UK: UK GAAP – Defined Benefit Schemes – More Accounting Changes

Last Updated: 24 July 2007

A number of further amendments made to the disclosure requirements for companies with defined benefit schemes may be unwelcome news for those who have only just come to terms with the complex disclosure requirements of FRS 17.

A number of changes to the accounting requirements of FRS 17: ‘ Retirement benefits’ will take effect for periods beginning on or after 6 April 2007.

While the main principles of FRS 17 are similar to those of its international equivalent, IAS 19, these further changes will bring the disclosure requirements of the two standards into closer alignment. The ASB is encouraging the preparers of accounts to adopt the new standard ahead of the mandatory application date. The majority of the changes are to disclosure requirements; however, there is also one amendment to the measurement criteria used in determining the defined benefit surplus or deficit. At present, FRS 17 requires that when valuing quoted securities held by a defined benefit pension scheme, this should be by reference to mid-market price. IAS 19 requires the use of bid price and FRS 17 has been amended to require the same basis.

The Main Changes

The main changes required for disclosure are as follows.

  • FRS 17 previously required disclosure of the main financial assumptions used to measure the defined benefit asset or liability – the amendment requires disclosure of the principal actuarial assumptions. The most significant consequence of this change will be that many companies will have to disclose mortality rates.
  • Opening and closing scheme assets and liabilities must be shown separately, together with an analysis of the movements.
  • Scheme liabilities will need to be analysed between those that are unfunded and those that are fully or partly funded.

Good News

There is also some good news. The following disclosure requirements have been removed.

  • The date of the most recent actuarial valuation and if the actuary is an employee or officer of the reporting entity.
  • The financial assumptions at the beginning of the period.
  • An analysis of reserves in the accounts showing the defined benefit asset or liability separately.
  • For closed schemes and those where the age profile of active members is rising significantly, the fact that the service cost under the projected unit method will increase as the members near retirement.
  • The fair value of the assets of the scheme at the beginning and end of the period, together with the assumed expected rate of return.

As the assumptions that are to be disclosed are now those at the balance sheet date rather than the opening position, there will no longer be a need to disclose three years’ worth of information.

It will also no longer be necessary to disclose the difference between the expected and actual rate of return on assets for the current period and past four periods. Instead, the amount of the obligation, the fair value of the assets and the surplus and deficit will be required for the equivalent period, together with the experience adjustments arising on the assets or liabilities which can be expressed either as a percentage of scheme assets or an amount.

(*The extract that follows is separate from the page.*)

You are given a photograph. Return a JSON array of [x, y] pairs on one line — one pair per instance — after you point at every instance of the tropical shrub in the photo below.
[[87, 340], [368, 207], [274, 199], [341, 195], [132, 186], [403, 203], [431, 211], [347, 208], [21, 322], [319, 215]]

Smith & Williamson Commentary

While these changes are relatively small compared to those needed to harmonise some standards with IFRS, many companies have only recently come to terms with the complex disclosure requirements of FRS 17 and, as such, any change could be a source of irritation. The requirement with respect to the disclosure of principal actuarial assumptions and the possibility that this will, for many, include mortality rates has also caused some controversy. Businesses in some sectors may find this information particularly sensitive.

More Pensions Disclosures

At the same time, as the revisions to FRS 17 were issued, the ASB also issued a non-mandatory Reporting Statement: ‘Retirement benefits – disclosures’. Designed for use by all companies with defined benefit pension schemes whether they use UK GAAP or IFRS, the Reporting Statement suggests additional disclosures covering the following.

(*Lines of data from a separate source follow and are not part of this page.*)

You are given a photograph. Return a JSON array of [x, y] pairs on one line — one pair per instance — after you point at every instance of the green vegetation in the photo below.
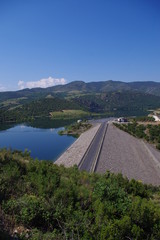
[[38, 108], [76, 129], [149, 132], [58, 203], [124, 103], [102, 98], [69, 114]]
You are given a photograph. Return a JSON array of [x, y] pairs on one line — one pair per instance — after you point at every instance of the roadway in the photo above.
[[90, 159]]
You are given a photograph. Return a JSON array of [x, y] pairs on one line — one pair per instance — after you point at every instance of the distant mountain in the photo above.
[[80, 86], [112, 98]]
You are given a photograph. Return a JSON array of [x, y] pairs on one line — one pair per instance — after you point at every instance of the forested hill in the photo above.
[[37, 108], [80, 86], [109, 98]]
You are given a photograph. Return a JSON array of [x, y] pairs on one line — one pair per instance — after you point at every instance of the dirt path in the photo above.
[[123, 153]]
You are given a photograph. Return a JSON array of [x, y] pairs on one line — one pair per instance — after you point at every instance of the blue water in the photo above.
[[44, 144]]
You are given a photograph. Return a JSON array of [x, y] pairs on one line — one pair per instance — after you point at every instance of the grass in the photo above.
[[69, 114]]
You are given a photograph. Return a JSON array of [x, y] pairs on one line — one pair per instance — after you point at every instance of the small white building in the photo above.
[[156, 118], [122, 119]]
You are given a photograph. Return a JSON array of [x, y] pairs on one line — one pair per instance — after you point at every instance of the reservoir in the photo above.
[[43, 143]]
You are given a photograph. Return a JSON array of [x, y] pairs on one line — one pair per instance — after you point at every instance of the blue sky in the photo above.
[[47, 42]]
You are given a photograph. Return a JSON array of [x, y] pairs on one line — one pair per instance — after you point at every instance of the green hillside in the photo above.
[[53, 202]]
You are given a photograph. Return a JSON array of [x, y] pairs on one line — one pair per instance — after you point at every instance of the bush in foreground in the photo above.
[[58, 203]]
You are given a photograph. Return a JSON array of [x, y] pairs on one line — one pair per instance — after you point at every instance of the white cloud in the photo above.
[[43, 83], [2, 88]]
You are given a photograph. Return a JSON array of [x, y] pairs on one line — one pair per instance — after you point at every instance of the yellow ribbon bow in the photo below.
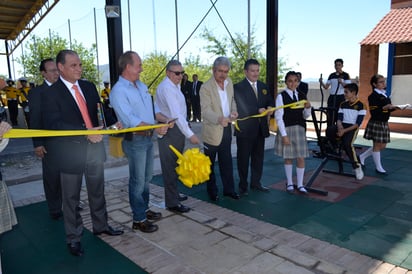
[[294, 105], [193, 166]]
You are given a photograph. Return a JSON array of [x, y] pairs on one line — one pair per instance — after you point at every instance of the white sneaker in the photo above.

  • The relationship between the reporting entity and the trustees of the pension scheme.
  • The principal assumptions used to measure scheme liabilities. While the revised FRS 17 and IAS 19 require disclosure of principal actuarial assumptions, the Reporting Statement emphasises the need to disclose mortality rates if not already disclosed by accounting standards (i.e. where they were not otherwise considered material). Where there are variances in the mortality rates for geographical, demographical or other reasons, these should also be disclosed.
  • Sensitivity analysis of the principal assumptions used to measure the scheme liabilities.
  • How the liabilities arising from defined benefit schemes are measured. While FRS 17 requires defined benefit liabilities to be measured using the projected unit method, the Reporting Statement discusses the other bases that can be used for measuring liabilities and suggests that, where the cost of buying out defined benefit scheme liabilities is made available to the trustees, this information should also be disclosed.
  • The future funding obligations that the reporting entity has, e.g. commitments to make up deficits.
  • The nature and extent of the risks arising from financial instruments held by the defined benefit scheme.

Smith & Williamson Commentary

The ASB describes the Reporting Statement as "persuasive" rather than mandatory and companies will need to weigh up the relative costs and benefits of the additional disclosure requirements. While most major corporations will probably make the further disclosure, the potential sensitivity of some of the information that will be included in the financial statements means that smaller companies may wish to monitor developments in the marketplace before deciding on which approach to take.

The content of this article is intended to provide a general guide to the subject matter. Specialist advice should be sought about your specific circumstances.